MP hopes to be taken back into the parliamentary party after losing whip

MP hopes to be taken back into the parliamentary party after losing whip

12th September 2019

TUNBRIDGE WELLS MP Greg Clark hopes he will eventually be accepted back into the Parliamentary Conservative Party after being ousted.

The former Business Secretary was kicked out after defying Boris Johnson and voting to block a no-deal Brexit last week.

Mr Clark, who has represented Tunbridge Wells in Parliament since 2005, defied the party whip— that tells MPs which way to vote – along with 20 other EU rebels who all had the whip removed.

Boris Johnson’s chief advisor, Dominic Cummings, had clashed with Mr Clark just before the big vote, with Mr Cummings telling the former Business Secretary he would be ‘purged’ if he voted against the Government.

However, Mr Clark, told the Times he felt had no choice.

He said: “My view is that if you are in public life, you have to be honest in your judgement.

“I want to see a deal and I think there is a great danger of leaving without a deal and it would not be honourable to lie about that and say actually it will be fine.”

While the MP remains a local Conservative Association member, he said losing the whip last week was ‘painful’ but he had no regrets.

“Obviously it was very painful that it required the loss of the party whip in the House of Commons, but it would be wrong to say something that is against my judgement just to save my position in the Parliamentary party.”

He added that he hoped the Conservative Party would eventually reinstate the whip, allowing him to run as a future Parliamentary candidate in Tunbridge Wells.

“It is too soon to know what is going to happen. We don’t know if there will be a General Election and when it will happen, and if there is it will be very difficult to predict.

“But any election will come down to whether you want to see Jeremy Corbyn in Downing Street or not.
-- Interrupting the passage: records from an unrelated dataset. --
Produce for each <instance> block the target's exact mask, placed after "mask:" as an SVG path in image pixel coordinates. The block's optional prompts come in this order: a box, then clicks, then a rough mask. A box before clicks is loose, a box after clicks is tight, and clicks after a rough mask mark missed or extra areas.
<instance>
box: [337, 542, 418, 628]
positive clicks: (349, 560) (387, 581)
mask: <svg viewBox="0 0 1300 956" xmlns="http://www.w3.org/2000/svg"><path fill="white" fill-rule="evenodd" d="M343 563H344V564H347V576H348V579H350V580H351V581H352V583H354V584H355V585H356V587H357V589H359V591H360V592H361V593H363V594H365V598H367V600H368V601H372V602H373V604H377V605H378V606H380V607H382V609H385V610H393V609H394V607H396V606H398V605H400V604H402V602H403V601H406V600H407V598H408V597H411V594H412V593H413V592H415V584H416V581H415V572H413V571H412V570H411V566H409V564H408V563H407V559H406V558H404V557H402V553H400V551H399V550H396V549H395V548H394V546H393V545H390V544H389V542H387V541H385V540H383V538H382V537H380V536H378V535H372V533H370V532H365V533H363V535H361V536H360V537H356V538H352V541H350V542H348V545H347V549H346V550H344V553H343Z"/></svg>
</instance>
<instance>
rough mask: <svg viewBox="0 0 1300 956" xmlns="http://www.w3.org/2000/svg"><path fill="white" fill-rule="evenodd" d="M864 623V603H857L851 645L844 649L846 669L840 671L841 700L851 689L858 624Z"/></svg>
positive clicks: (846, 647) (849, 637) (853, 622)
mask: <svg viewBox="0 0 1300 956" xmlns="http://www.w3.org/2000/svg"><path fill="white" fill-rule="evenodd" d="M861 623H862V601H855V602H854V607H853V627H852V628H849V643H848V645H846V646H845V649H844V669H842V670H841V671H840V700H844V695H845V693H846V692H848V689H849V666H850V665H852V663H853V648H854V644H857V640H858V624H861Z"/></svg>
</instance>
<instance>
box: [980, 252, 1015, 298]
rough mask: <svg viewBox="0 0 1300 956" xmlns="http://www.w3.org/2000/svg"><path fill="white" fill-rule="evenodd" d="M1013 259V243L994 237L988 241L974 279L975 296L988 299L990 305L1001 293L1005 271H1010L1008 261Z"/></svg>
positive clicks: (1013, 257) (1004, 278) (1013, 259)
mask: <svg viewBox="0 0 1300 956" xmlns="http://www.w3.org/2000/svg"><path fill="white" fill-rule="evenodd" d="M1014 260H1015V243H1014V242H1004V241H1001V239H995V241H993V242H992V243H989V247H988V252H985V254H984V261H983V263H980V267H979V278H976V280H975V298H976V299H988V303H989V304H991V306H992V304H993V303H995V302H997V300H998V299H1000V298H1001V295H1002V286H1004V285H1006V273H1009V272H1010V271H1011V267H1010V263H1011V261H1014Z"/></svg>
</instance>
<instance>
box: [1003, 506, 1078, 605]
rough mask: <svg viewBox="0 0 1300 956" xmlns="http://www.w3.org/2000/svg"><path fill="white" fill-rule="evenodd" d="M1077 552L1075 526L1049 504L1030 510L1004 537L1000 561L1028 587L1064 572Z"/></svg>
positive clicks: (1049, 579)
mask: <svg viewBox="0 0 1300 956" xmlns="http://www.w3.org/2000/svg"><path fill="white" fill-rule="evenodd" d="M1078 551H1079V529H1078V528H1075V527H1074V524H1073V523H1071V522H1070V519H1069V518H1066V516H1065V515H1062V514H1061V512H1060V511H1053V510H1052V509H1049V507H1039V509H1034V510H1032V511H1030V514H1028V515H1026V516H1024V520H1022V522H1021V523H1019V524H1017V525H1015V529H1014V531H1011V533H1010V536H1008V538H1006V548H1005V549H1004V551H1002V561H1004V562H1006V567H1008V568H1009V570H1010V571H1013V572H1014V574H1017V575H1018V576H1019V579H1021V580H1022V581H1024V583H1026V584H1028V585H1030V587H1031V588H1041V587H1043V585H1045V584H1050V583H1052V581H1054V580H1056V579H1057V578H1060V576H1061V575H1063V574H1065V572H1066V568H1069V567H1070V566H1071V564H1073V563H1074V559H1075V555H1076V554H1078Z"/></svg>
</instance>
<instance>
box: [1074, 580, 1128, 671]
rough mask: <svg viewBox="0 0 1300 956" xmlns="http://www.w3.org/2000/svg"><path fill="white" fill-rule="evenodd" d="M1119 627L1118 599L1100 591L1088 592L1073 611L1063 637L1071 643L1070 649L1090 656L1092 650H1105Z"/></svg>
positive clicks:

“I would like the whip to be reinstated, and in time, I hope it will be reinstated as has happened on previous occasions such as with the Maastricht Rebels [under John Major].

“But this is a matter for the Prime Minister and I have no complaints about that.”

Mr Clark insisted he was on ‘cordial’ terms with Brexiteers in the Conservative Party and ruled out joining the Liberal Democrats as Conservative colleague, Phillip Lee had done during Mr Johnson’s speech to MPs last Tuesday.

He also ruled out becoming part of any ‘Independent Conservative Group’.

“There are a lot of decisions taking place over the last few days, but I have no appetite to be part of a new party.

“The Conservative Party has been a force for good in this country for decades, and I am a Conservative through and through with a capital C.

“I respect a range of views of people including the Brexiters in Tunbridge Wells with whom I have a great relationship and share cordial respect.

“I have a very good relationship with the party and I hope I will be considered to be a future candidate for them,” said Mr Clark.

After the ‘tumultuous’ events of last week, Mr Clark said he felt ‘touched’ by the reaction from local people.

“I was out running with the dog at the weekend and the number of people who beeped their horn and people on bikes shouting positive things was quite touching.”

He added that by New Year, he believed Brexit would be finally solved.

“I think on New Year’s Eve, we will have finally solved Brexit after all these years, and I hope I will be celebrating New Year on The Pantiles as your Member of Parliament for Tunbridge Wells.”